Deeds can be complex and a word such as 'lease' may have a variety of meanings. In deeds of lease and release it is a method of conveyance, but other leases can be mortgages or simply tenancy agreements.
Bundles of deeds have been used for various archaeological reports as a means of examining a site history as far back as the early seventeenth century. When used in a systematic manner, the details contained in deeds provide a series of fixed points that can be expanded using other sources to repopulate entire streets or areas of the town.
In the Ipswich Borough records, properties can be traced back to the medieval period because, from as early as 1294, transcripts of deeds of burgage tenements were enrolled in recognizance rolls. The recognizance rolls continued through to 1425. Later enrolments from 1438 were contained in the ‘Dogget’ Rolls and Petty Court Books 1601-1843. The problem for a researcher is that until 1733, many of the records were written in Latin. A calendar of the earlier recognizance rolls has been published by Martin (1973).

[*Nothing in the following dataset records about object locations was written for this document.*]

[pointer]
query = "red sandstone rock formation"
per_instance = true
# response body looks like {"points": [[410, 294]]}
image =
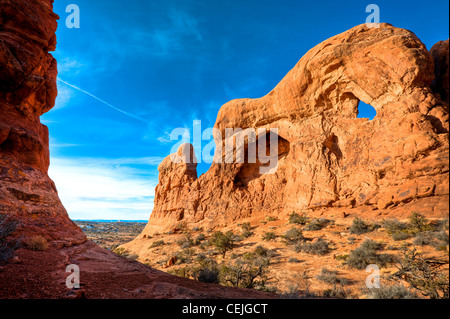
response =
{"points": [[27, 90], [328, 158]]}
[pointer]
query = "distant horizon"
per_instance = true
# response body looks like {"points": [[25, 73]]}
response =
{"points": [[111, 220], [128, 77]]}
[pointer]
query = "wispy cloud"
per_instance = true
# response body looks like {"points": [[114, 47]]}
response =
{"points": [[104, 188]]}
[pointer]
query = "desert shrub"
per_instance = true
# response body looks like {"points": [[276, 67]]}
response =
{"points": [[185, 242], [294, 260], [207, 275], [401, 231], [442, 236], [359, 227], [199, 239], [207, 270], [418, 223], [132, 257], [246, 226], [319, 247], [342, 257], [37, 243], [397, 230], [250, 271], [246, 230], [120, 251], [261, 251], [441, 225], [7, 247], [331, 277], [293, 236], [317, 224], [396, 291], [268, 236], [185, 256], [223, 242], [394, 225], [295, 218], [401, 235], [157, 243], [423, 239], [338, 291], [367, 254]]}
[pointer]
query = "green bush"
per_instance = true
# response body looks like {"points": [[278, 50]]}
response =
{"points": [[423, 239], [359, 227], [268, 236], [367, 254], [8, 225], [185, 242], [331, 277], [293, 236], [157, 243], [427, 275], [418, 223], [317, 224], [199, 239], [250, 271], [401, 231], [396, 291], [319, 247], [223, 242], [37, 243]]}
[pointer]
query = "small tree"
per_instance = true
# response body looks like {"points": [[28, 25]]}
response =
{"points": [[223, 242]]}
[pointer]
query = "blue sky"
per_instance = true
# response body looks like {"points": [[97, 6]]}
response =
{"points": [[135, 70]]}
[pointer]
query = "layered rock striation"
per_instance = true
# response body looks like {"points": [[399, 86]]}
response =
{"points": [[27, 90], [27, 194], [328, 158]]}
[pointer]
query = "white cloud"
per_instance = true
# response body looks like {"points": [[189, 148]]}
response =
{"points": [[105, 188]]}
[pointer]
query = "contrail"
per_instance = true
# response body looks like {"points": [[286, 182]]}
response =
{"points": [[106, 103]]}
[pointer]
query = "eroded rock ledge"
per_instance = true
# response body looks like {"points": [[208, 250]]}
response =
{"points": [[329, 158]]}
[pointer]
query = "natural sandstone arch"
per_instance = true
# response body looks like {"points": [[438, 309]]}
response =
{"points": [[335, 160]]}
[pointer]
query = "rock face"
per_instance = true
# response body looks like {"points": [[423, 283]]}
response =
{"points": [[27, 90], [327, 157], [440, 54]]}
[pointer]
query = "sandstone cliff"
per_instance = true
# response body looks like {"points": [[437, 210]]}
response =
{"points": [[328, 159]]}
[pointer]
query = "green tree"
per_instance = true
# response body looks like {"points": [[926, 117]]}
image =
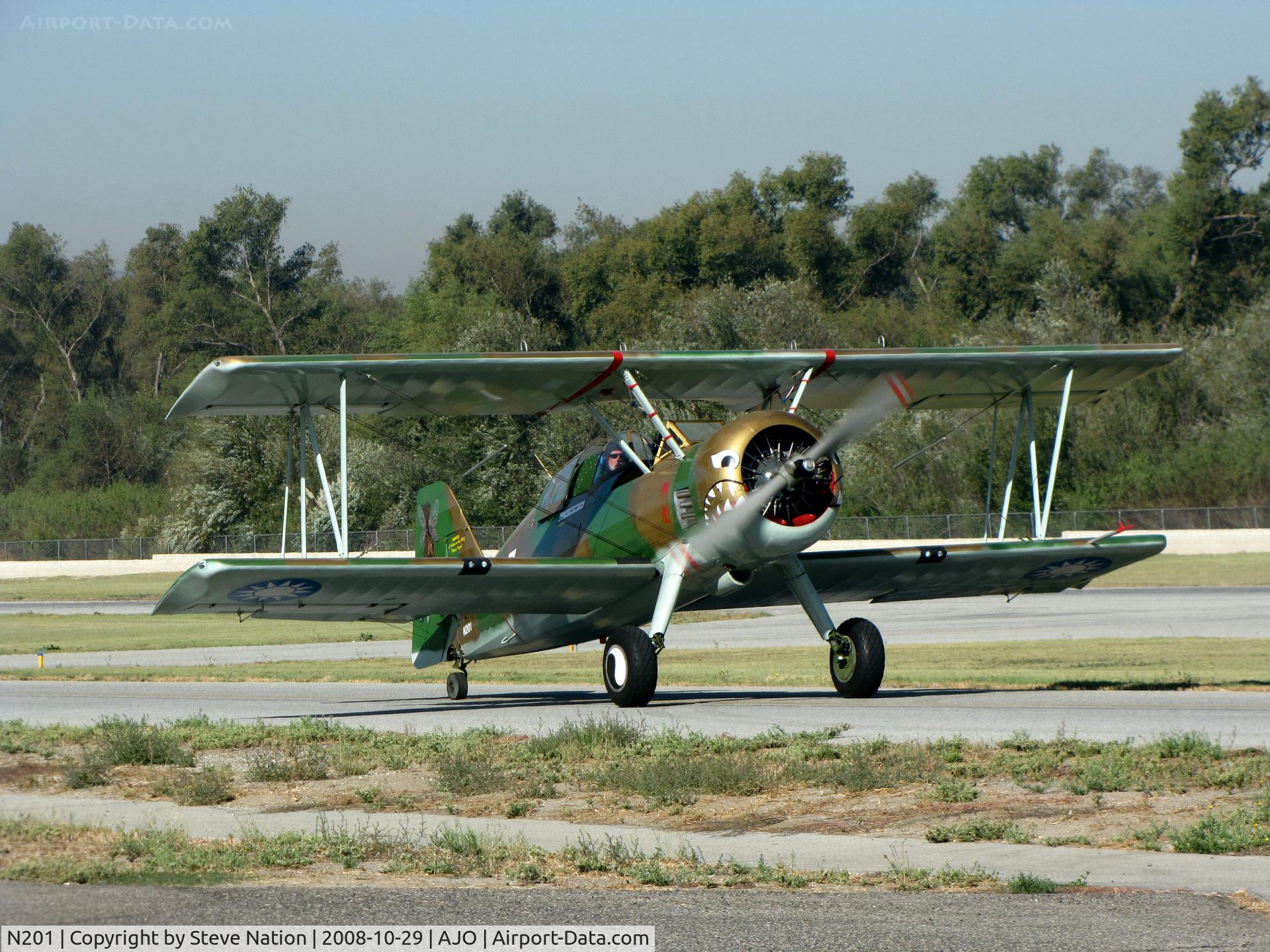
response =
{"points": [[261, 296], [1217, 234]]}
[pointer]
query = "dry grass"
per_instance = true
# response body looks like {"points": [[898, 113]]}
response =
{"points": [[1164, 664]]}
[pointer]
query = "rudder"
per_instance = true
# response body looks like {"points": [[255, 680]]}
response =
{"points": [[441, 532]]}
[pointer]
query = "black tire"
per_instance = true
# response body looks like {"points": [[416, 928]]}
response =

Vincent Redstone (1853-1941) was a schoolmaster at Woodbridge Grammar School from 1880 until his retirement in 1921 and also acted as the archivist for Ipswich Borough Council. He had sufficient time to translate and transcribe nearly all of Ipswich’s early borough records then in the care of the borough. There are two sets of the 25 volumes of his transcriptions. The transcriptions given in the set on open access on the shelves of the record office are not as full as those in the set of his transcriptions held in the Library reserve collection (ref. 942.64 Ips/Stack). Not all the notebooks are fully indexed and the transcripts of the earlier material are in Latin.The books contain copies of his articles that were published in the East Anglian Daily Times.
The recognizance rolls and other borough records from as early as 1284 contain extracts from medieval wills and Redstone published a list of the early wills in the Proceedings of the Suffolk Institute in 1915. A transcript of Nathaniel Bacon’s 'The Annals of Ipswiche. The Lawes Customes and Governmt … of that Towne... 1654' was published in 1884 (Richardson).

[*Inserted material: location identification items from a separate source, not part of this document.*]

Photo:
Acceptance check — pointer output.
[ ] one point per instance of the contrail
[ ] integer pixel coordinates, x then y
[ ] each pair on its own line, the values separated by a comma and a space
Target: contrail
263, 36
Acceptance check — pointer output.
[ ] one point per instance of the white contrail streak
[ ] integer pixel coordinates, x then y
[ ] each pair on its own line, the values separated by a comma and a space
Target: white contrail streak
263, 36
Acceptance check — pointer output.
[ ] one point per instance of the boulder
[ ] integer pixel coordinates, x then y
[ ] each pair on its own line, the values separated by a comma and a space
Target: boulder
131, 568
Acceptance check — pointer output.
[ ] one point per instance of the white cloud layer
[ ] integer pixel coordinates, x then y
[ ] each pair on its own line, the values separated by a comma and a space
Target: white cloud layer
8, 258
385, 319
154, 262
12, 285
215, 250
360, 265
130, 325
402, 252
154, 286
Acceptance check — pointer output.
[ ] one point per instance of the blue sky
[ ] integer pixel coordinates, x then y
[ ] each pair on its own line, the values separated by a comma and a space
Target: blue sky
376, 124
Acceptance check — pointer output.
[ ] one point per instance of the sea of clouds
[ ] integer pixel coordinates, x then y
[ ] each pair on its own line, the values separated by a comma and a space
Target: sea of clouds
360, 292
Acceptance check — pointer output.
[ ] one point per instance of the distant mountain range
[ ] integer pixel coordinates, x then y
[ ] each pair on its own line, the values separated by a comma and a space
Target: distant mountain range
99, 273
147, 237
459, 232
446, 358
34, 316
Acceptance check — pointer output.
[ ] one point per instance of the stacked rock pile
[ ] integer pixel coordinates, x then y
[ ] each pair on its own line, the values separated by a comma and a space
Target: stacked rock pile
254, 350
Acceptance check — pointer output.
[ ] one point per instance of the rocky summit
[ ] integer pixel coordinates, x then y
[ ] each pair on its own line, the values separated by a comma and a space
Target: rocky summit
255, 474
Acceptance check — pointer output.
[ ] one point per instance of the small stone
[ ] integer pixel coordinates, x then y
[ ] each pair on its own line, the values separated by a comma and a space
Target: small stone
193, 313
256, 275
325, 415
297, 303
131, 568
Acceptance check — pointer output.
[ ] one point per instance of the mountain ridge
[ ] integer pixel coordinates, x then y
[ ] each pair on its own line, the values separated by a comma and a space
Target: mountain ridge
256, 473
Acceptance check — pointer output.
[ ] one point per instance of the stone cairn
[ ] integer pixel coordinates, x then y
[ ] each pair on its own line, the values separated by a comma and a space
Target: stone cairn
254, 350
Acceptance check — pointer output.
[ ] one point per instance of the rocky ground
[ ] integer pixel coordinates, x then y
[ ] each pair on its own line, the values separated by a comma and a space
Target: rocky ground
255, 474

Bacon (1593-1660) was the former Recorder and Town Clerk of Ipswich. Bacon’s aim was to “recollect those auncient memorialls remaining in scattered writings and records whereof noe recollection hath been formerly made and therby lay buried up as it were in a heape of rubbish”. Bacon had access to certain records (1431-1481) that have since been lost. The original published edition lacks an index but there is a separate bound typescript index available at the record office.
Common Soil, Foreshore Grants and Petty Rentals.
The right or licence of Ipswich’s burgesses to “build in the King’s waste places in the town, and to receive the farms and profits arising from them for their own use” was noted in the Patent rolls as early 1340 and in the borough’s Portmanmote Rolls there are references to some pieces of common soil upon the ramparts had been leased in 1303. Such grants could only be made once the original common use or function had ceased to be relevant. The size of each piece varies and the deeds and later rentals include measurements that can be used to identify some of the plots on the later maps.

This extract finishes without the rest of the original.